The full public retrospective is on the CVS Health Tech Blog: Transforming Customer Interactions: Evolving IVR Systems for Enhanced Experiences. Everything below is grounded in that article and the work behind it.
What shipped
What shipped is the intent classification layer behind CVS’s pharmacy IVR, which fields roughly 1.5 million calls per day across 32 intents such as prescription refills, store lookups, drug availability, vaccine appointments, and pricing. We replaced a BERT plus LLaMA hybrid with a multi-vector pipeline backed by Qdrant: BM25 sparse retrieval anchors rare drug terms, a fine-tuned dense encoder captures paraphrase, ColBERT late-interaction reranks the merged candidate set, and an LLM does final classification and out-of-scope rejection on the top five. We trained the dense model on a 100k synthetic query-to-intent dataset and used Qdrant’s prefetch plus rerank pattern to keep latency and cost in check. Weighted F1 moved from 0.58 to 0.86, with the largest gains on previously unreliable intents.
What I owned
The migration path from rules-and-grammars IVR to LLM-driven agentic flows, and the retrieval architecture that made it tractable. That meant designing the agent runtime, the tool-use envelope around it, the multi-vector retrieval and reranking stack, and the seams that let the new system coexist with the old one during cut-over instead of demanding a big-bang rewrite. Operationally, this meant preserving the existing transcript review, analytics, and quality scoring surfaces so the operations team kept their playbooks; only the brain changed.
Architecture
Three vector representations per query and per intent example live in Qdrant: a sparse BM25 vector, a dense vector from the fine-tuned encoder, and a late-interaction ColBERT vector. At inference, Qdrant prefetches top candidates from the sparse and dense channels, deduplicates them, and reranks the merged pool with ColBERT. The top five candidates then go to the LLM, which does final classification and out-of-scope rejection. The LLM is the most expensive node, so we earn it: pushing it to the end of the pipeline (rather than using it as a primary classifier) was both cheaper and more accurate on near-duplicate intents like “what’s the price of amoxicillin” versus “do you have amoxicillin.”
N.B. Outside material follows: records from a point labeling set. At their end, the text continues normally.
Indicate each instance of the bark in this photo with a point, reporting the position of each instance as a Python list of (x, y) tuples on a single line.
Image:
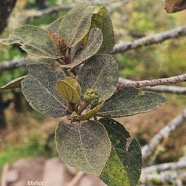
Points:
[(6, 7)]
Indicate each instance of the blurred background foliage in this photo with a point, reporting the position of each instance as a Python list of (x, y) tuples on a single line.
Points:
[(26, 131)]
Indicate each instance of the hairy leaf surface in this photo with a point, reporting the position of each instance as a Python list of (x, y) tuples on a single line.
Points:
[(39, 89), (76, 23), (85, 146), (100, 73), (124, 164), (15, 83), (102, 20), (93, 44), (33, 40), (130, 101), (67, 92)]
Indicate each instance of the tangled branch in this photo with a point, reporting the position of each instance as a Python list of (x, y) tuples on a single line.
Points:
[(150, 40)]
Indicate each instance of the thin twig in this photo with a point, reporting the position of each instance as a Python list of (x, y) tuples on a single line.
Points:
[(163, 81), (150, 40), (148, 149), (9, 65)]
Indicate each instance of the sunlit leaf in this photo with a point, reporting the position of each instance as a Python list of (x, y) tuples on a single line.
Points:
[(99, 73), (39, 89), (93, 44), (76, 23), (33, 40), (85, 146), (102, 20), (130, 101), (124, 164), (67, 92), (15, 83), (74, 84), (91, 113)]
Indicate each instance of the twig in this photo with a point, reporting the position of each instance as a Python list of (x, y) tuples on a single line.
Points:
[(149, 40), (181, 164), (148, 149), (76, 179), (9, 65), (163, 81)]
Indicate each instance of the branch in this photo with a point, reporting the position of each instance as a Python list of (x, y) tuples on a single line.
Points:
[(148, 149), (154, 82), (9, 65), (149, 40)]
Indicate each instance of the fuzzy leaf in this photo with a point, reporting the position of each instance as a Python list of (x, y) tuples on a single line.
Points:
[(100, 73), (130, 101), (102, 21), (124, 164), (91, 113), (74, 84), (85, 146), (54, 26), (67, 92), (15, 83), (40, 91), (76, 23), (33, 40), (93, 44)]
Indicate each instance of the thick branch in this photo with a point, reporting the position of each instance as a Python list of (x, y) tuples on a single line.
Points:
[(149, 40), (164, 81), (149, 149), (9, 65)]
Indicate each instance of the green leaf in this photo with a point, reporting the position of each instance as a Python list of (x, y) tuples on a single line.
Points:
[(76, 23), (67, 92), (54, 26), (15, 83), (103, 21), (124, 164), (90, 113), (93, 44), (99, 73), (130, 101), (33, 40), (39, 89), (74, 84), (85, 146)]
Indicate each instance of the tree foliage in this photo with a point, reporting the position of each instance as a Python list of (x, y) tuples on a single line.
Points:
[(84, 88)]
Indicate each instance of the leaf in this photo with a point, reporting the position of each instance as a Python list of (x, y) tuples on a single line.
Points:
[(91, 113), (54, 26), (124, 164), (85, 146), (67, 92), (130, 101), (74, 84), (33, 40), (15, 83), (99, 73), (40, 91), (103, 21), (76, 23), (95, 39)]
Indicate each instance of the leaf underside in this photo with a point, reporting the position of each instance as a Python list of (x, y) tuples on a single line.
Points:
[(39, 89), (95, 39), (85, 146), (99, 73), (124, 164), (102, 21), (130, 101), (33, 40), (15, 83), (76, 23)]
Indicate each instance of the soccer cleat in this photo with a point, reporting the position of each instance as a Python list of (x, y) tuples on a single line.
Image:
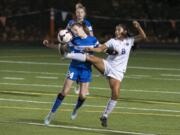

Why each retriever earns its place
Dense embeddings alone miss rare or domain-specific tokens; BM25 is the cheapest fix for that, and keeping it in candidate generation costs almost nothing at inference time. BM25 alone cannot handle paraphrase, so the dense channel is non-negotiable. ColBERT was the part I expected least and relied on most: token-level late interaction recovers context like “refill while traveling abroad” that a bi-encoder flattens into a generic refill intent. The LLM only earned its place at the very end, scoring the top five and rejecting out-of-scope queries.
Lessons
The non-obvious lesson from this work is that intent disambiguation in a pharmacy IVR is not a single-model problem; it is a retrieval problem with a classification step bolted on at the end. A fine-tuned dense encoder is necessary but not sufficient, because rare drug names and specific SKUs collapse into nearby clusters and the model loses the lexical signal that actually carries the intent. BM25 is the cheapest fix for that failure mode, and keeping it in the candidate generation stage costs almost nothing at inference time. ColBERT was the part I expected least and relied on most: token-level late interaction recovers context like “refill while traveling abroad” that bi-encoders flatten into a generic refill intent. The LLM only earned its place at the very end, scoring the top five and rejecting out-of-scope queries; using it as a primary classifier was slower, more expensive, and less accurate on near-duplicate intents. The F1 jump from 0.58 to 0.86 came mostly from the worst-performing intents, not the easy ones, which is the metric I now watch first when evaluating retrieval changes in production conversational systems. Compliance, observability, and the operations team are not blockers; they are the leverage that lets you ship LLM-driven flows in a regulated environment.